Ela empoleirou-se ansiosamente na beira da cama.
- Você é nova demais para ser sobrecarregada com todos os meus problemas - disse-lhe - mas também é uma Stark de Winterfell. Conhece o nosso lema.
- O inverno está para chegar - sussurrou Arya.
- Os tempos duros e cruéis - disse o pai. - Provamo-los no Tridente, filha, e quando Bran caiu. Você nasceu durante o longo verão, querida, e nunca conheceu nada além dele, mas agora o inverno está realmente chegando. Lembra-se do selo da nossa Casa, Arya?
- O lobo gigante - ela respondeu, pensando em Nymeria. Abraçou os joelhos contra o peito, de repente sentindo medo.
- Deixe-me lhe dizer algumas coisas acerca de lobos, filha. Quando as neves caem e os ventos brancos sopram, o lobo solitário morre, mas a alcateia sobrevive. O verão é o tempo das picuinhas. No inverno, devemos proteger uns aos outros, nos manter quentes, partilhar nossas forças. Por isso, se tiver de odiar, Arya, odeie aqueles que realmente nos querem fazer mal. Septã Mordane é uma boa mulher, e Sansa... Sansa é sua irmã. Vocês podem ser tão diferentes como o Sol e a Lua, mas o mesmo sangue corre pelos seus corações. Você precisa dela, tal como ela precisa de você... e eu preciso de ambas, que os deuses me protejam.
Seu pai soava tão cansado que fez Arya sentir-se triste.
- Eu não odeio Sansa - disse-lhe. - Não de verdade - era só meia mentira.
- Não quero assustá-la, mas também não vou mentir. Viemos para um lugar escuro e perigoso, filha. Isto não é Winterfell. Temos inimigos que nos desejam mal. Não podemos travar uma guerra entre nós. Essa sua obstinação, as fugas, as palavras zangadas, a desobediência... em casa, eram só os jogos de verão de uma criança. Aqui e agora, com o inverno para chegar em breve, as coisas são diferentes. É tempo de começar a crescer.
- Eu cresço - prometeu Arya. Nunca o amara tanto como naquele instante. - Também posso ser forte. Posso ser tão forte como Robb.
Ele lhe estendeu Agulha, entregando-lhe o cabo.
- Toma.
Ela olhou para a espada com espanto nos olhos. Por um momento teve medo de tocá-la, medo de que, se estendesse a mão, ela lhe seria de novo arrebatada, mas então o pai disse:
- Vá lá, é sua - e ela pegou na arma.
- Posso ficar com ela? - perguntou. - De verdade?

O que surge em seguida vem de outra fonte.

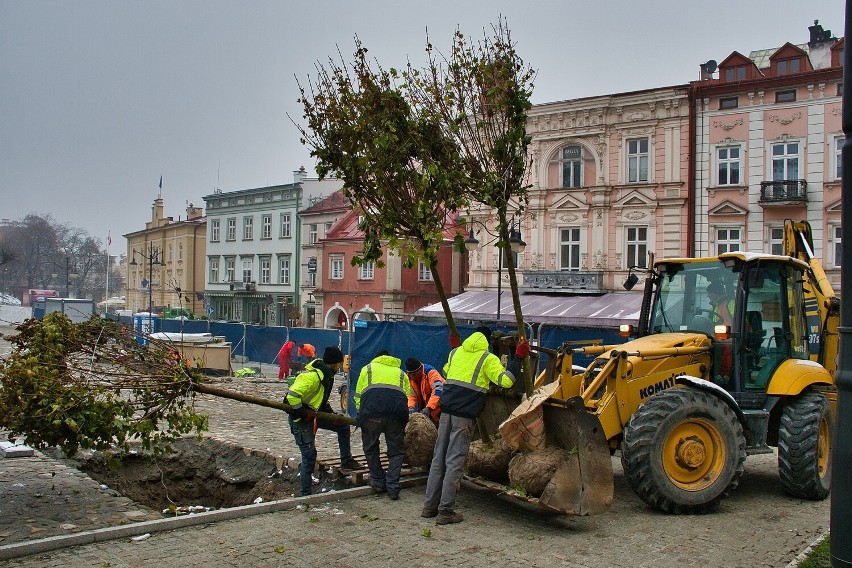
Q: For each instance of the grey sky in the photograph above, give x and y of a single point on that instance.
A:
(98, 99)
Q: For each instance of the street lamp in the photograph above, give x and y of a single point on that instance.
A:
(516, 243)
(69, 274)
(152, 257)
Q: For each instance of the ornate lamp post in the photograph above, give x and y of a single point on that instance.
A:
(516, 244)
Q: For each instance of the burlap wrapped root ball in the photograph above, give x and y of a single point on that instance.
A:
(420, 436)
(489, 459)
(532, 471)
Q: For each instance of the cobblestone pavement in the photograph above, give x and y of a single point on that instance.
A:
(757, 526)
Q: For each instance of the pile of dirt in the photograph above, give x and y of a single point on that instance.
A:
(420, 436)
(489, 459)
(208, 473)
(532, 471)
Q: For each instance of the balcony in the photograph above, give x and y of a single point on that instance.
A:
(783, 192)
(564, 281)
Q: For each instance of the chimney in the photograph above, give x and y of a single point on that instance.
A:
(300, 175)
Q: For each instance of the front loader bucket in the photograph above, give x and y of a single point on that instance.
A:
(583, 484)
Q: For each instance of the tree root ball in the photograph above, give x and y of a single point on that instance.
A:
(489, 459)
(532, 471)
(420, 436)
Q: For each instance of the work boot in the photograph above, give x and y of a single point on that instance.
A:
(350, 463)
(448, 518)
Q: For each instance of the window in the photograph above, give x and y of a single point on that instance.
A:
(424, 274)
(572, 166)
(265, 270)
(735, 73)
(266, 227)
(285, 225)
(785, 162)
(729, 102)
(284, 269)
(728, 240)
(788, 66)
(637, 160)
(637, 246)
(835, 234)
(728, 159)
(776, 240)
(569, 249)
(785, 96)
(336, 267)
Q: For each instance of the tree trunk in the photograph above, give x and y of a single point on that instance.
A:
(242, 397)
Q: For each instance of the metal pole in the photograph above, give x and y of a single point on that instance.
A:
(841, 490)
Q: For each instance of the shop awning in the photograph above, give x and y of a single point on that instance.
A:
(608, 310)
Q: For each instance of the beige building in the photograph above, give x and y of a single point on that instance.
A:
(165, 257)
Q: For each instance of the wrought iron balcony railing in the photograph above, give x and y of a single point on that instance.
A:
(783, 192)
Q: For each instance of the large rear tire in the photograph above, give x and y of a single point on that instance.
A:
(804, 446)
(683, 451)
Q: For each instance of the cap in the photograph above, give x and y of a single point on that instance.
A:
(412, 365)
(332, 355)
(484, 330)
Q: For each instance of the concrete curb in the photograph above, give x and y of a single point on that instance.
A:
(26, 548)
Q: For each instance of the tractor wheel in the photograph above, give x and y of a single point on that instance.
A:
(683, 450)
(804, 446)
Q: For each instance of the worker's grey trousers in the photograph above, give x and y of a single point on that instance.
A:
(451, 449)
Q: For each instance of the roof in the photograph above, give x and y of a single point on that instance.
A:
(334, 202)
(608, 310)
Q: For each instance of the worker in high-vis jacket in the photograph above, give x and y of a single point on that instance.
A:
(308, 395)
(381, 397)
(470, 370)
(427, 384)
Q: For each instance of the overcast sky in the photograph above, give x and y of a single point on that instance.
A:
(98, 99)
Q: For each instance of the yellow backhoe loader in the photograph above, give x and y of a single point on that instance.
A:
(733, 355)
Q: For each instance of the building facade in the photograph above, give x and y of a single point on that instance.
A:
(345, 292)
(609, 183)
(767, 144)
(317, 220)
(253, 252)
(165, 262)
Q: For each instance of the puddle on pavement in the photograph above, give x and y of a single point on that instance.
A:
(197, 474)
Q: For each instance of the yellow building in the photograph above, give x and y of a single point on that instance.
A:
(165, 261)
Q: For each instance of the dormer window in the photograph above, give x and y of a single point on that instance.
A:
(788, 66)
(735, 73)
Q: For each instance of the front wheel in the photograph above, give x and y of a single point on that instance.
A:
(804, 446)
(683, 451)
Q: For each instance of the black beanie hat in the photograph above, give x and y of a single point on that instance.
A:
(412, 364)
(332, 355)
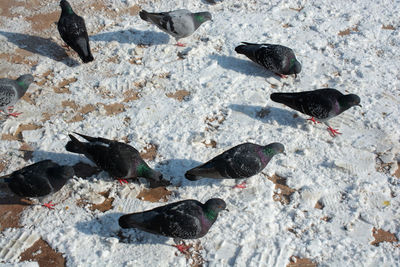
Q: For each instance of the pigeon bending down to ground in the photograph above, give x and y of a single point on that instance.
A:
(73, 31)
(38, 180)
(120, 160)
(187, 219)
(276, 58)
(178, 23)
(11, 91)
(321, 104)
(241, 161)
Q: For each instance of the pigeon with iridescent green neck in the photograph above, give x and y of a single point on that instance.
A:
(241, 161)
(120, 160)
(276, 58)
(178, 23)
(187, 219)
(11, 91)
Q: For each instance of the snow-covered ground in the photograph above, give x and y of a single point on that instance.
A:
(195, 102)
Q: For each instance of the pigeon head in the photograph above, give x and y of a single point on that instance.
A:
(66, 7)
(347, 101)
(212, 207)
(273, 149)
(294, 66)
(25, 80)
(201, 17)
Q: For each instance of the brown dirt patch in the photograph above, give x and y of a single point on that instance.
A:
(105, 206)
(285, 191)
(84, 170)
(348, 31)
(43, 254)
(154, 194)
(179, 95)
(113, 109)
(382, 236)
(388, 27)
(149, 152)
(301, 262)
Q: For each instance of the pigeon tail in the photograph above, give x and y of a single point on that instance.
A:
(75, 145)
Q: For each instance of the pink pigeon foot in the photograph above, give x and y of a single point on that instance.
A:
(333, 132)
(49, 205)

- De verdade - ele sorriu. - Se a tirasse de você, não tenho dúvidas de que em menos de uma quinzena encontraria uma maça escondida debaixo da sua almofada. Tente não apunhalar sua irmã, seja qual for a provocação.
- Não apunhalo. Prometo - Arya apertou Agulha com força contra o peito enquanto o pai se retirava.
Na manhã seguinte, ao desjejum, pediu desculpa à Septã Mordane. A septã a olhou com suspeita, mas o pai acenou com a cabeça.
Três dias mais tarde, ao meio-dia, o intendente do pai, Vayon Poole, mandou Arya até o Salão Pequeno. As mesas tinham sido desmanteladas e os bancos, arrumados junto às paredes. O salão parecia vazio, até que uma voz que não lhe era familiar disse:
- Está atrasado, rapaz - um homem franzino com uma cabeça calva e um nariz que mais parecia um grande bico saiu das sombras segurando um par de estreitas espadas de madeira. - Amanhã deve estar aqui ao meio-dia - seu sotaque tinha a entoação das Cidades Livres, talvez Bravos, ou Myr.
- Quem é o senhor? - perguntou Arya.
- Sou seu mestre de dança - atirou-lhe uma das armas de madeira.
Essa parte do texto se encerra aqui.